I'm both happy and unhappy about it.
I'm happy from the perspective that one of the biggest benefits to humanity is what we get for "free" from other people doing great things. Like, it's pretty amazing to me that, when I was young, no households had computers, and now I can have the internet and an incredibly powerful smart phone in my hand at a price almost anyone can afford. That survival rates with all sorts of medical issues have skyrocketed. That so many benefits to my life and others have come without me actually doing anything at all to make it happen.
Rather this all happened because resources flow to the people who are able to use them effectively.

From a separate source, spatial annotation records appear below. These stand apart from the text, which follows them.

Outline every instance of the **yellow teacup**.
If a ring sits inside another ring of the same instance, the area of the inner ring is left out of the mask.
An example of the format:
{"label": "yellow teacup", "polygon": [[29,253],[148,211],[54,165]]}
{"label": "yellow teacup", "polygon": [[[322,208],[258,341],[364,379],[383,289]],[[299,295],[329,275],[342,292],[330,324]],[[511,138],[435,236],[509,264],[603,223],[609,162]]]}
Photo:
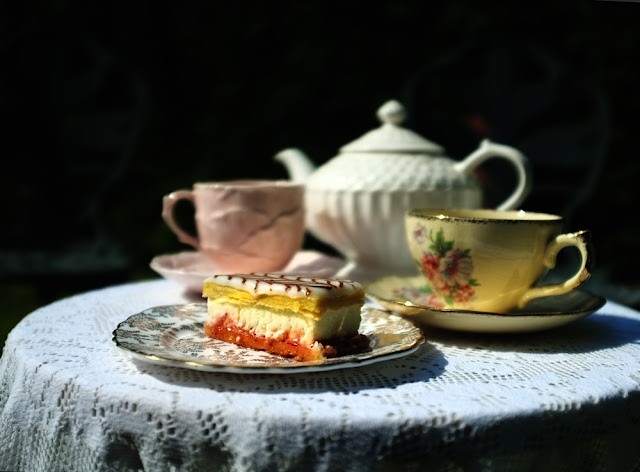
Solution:
{"label": "yellow teacup", "polygon": [[[591,233],[562,234],[561,216],[525,211],[414,209],[405,217],[409,249],[439,308],[506,313],[567,293],[591,275]],[[575,246],[580,269],[562,283],[536,285]]]}

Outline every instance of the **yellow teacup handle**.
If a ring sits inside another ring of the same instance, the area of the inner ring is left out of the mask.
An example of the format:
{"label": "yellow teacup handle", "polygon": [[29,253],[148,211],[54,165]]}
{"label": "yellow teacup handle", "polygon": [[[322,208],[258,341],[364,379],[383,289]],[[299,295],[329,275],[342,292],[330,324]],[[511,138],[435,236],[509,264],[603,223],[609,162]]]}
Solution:
{"label": "yellow teacup handle", "polygon": [[590,231],[578,231],[577,233],[567,233],[556,236],[547,245],[544,254],[544,265],[549,269],[553,269],[556,265],[558,253],[567,246],[577,247],[582,255],[582,263],[578,272],[564,282],[530,288],[520,299],[518,303],[519,308],[524,308],[524,306],[534,298],[562,295],[563,293],[570,292],[591,276],[593,269],[593,247]]}

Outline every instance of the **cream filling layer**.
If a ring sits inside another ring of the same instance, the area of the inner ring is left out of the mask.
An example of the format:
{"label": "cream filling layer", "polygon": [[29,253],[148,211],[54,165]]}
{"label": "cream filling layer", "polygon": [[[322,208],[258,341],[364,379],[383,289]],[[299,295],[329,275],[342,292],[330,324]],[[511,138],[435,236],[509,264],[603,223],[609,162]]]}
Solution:
{"label": "cream filling layer", "polygon": [[360,307],[349,306],[325,312],[319,319],[251,305],[207,301],[209,321],[225,315],[236,325],[257,336],[291,339],[303,345],[340,336],[355,335],[360,327]]}

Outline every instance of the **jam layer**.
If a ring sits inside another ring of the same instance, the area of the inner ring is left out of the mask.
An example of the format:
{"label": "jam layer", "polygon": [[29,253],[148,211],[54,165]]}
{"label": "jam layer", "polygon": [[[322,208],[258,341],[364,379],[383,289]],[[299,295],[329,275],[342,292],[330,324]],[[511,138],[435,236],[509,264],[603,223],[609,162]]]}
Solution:
{"label": "jam layer", "polygon": [[314,361],[364,351],[369,339],[362,334],[325,340],[312,345],[302,345],[297,340],[283,336],[282,339],[256,335],[236,325],[228,316],[204,323],[207,336],[239,346],[266,351],[296,361]]}

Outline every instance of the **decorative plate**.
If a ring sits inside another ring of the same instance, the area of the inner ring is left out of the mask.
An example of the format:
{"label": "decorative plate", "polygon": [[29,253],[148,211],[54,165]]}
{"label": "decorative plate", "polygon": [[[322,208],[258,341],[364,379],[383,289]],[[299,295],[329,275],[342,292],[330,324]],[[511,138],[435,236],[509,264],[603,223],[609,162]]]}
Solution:
{"label": "decorative plate", "polygon": [[[320,252],[299,251],[281,272],[326,278],[332,277],[344,264],[342,259]],[[219,272],[211,260],[197,251],[156,256],[149,266],[165,279],[192,292],[202,292],[202,281]]]}
{"label": "decorative plate", "polygon": [[130,316],[113,332],[116,345],[142,361],[210,372],[289,373],[357,367],[410,354],[424,342],[410,321],[371,307],[362,308],[360,333],[366,351],[324,361],[298,362],[209,338],[204,303],[165,305]]}
{"label": "decorative plate", "polygon": [[365,283],[367,296],[389,311],[437,328],[484,333],[523,333],[556,328],[604,306],[603,297],[582,290],[538,298],[510,313],[489,313],[426,306],[422,276],[383,277]]}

Those people are incentivized to make billions and everyone in the entire world benefits from their work, without lifting a finger themselves. And then, when billionaires die, those resources largely then flow back into society, to be recycled into some brilliant person making the next amazing thing.

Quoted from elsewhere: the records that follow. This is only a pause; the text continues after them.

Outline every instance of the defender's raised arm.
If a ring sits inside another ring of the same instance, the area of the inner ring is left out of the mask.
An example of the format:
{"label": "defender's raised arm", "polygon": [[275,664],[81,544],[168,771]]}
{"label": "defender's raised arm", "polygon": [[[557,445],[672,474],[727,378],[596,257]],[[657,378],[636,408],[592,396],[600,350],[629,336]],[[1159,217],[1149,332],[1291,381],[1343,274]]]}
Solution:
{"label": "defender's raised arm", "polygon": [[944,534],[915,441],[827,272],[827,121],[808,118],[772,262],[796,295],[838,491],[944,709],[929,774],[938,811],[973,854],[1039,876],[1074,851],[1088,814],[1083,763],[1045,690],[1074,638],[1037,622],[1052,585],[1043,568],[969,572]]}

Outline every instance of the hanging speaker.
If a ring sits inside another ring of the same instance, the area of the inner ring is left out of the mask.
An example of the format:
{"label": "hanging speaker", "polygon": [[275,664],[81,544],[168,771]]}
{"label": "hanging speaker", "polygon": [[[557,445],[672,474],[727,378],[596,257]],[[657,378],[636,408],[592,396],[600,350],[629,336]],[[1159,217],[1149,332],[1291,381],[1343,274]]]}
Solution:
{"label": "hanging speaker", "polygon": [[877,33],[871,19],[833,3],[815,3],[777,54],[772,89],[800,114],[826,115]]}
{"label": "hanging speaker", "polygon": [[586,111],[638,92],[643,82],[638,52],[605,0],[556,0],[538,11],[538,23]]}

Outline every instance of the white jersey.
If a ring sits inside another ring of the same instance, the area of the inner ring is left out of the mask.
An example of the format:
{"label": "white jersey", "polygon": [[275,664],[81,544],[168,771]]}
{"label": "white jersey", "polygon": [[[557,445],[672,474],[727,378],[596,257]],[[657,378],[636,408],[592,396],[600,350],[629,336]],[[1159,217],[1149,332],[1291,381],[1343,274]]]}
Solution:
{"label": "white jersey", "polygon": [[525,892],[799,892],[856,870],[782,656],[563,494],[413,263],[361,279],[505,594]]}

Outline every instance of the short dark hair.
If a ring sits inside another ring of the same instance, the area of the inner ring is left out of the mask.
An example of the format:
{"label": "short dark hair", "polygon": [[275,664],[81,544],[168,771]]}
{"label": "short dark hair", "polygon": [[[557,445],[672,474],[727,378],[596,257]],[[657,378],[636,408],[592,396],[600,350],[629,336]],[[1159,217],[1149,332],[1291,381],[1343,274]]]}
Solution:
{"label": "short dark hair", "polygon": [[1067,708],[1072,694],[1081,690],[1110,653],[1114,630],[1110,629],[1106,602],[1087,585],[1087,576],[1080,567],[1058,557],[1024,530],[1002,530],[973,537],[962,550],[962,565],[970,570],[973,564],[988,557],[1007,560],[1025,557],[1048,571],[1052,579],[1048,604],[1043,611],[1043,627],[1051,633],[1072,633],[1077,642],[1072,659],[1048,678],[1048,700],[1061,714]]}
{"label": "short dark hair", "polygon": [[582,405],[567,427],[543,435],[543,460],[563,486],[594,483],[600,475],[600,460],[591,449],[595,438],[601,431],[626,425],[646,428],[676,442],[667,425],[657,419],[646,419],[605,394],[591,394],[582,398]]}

So, it makes me pretty happy that this exist--that everyone on earth benefits so much from this system. Joe gets the smart phone, Joe get the cure for cancer, and Joe gets the longer lifespan, even if Joe is nowhere near bright enough to invent a smart phone himself.
On the other hand, it makes me unhappy that many people will look at charts like this and say, "the world is broken because some people have much more than others". Such charts encourage envious people to destroy the system that incentivizes humanity to create so many wondrous things that benefit everyone. It makes people think that completely unreasonable and illogical actions are somehow justified.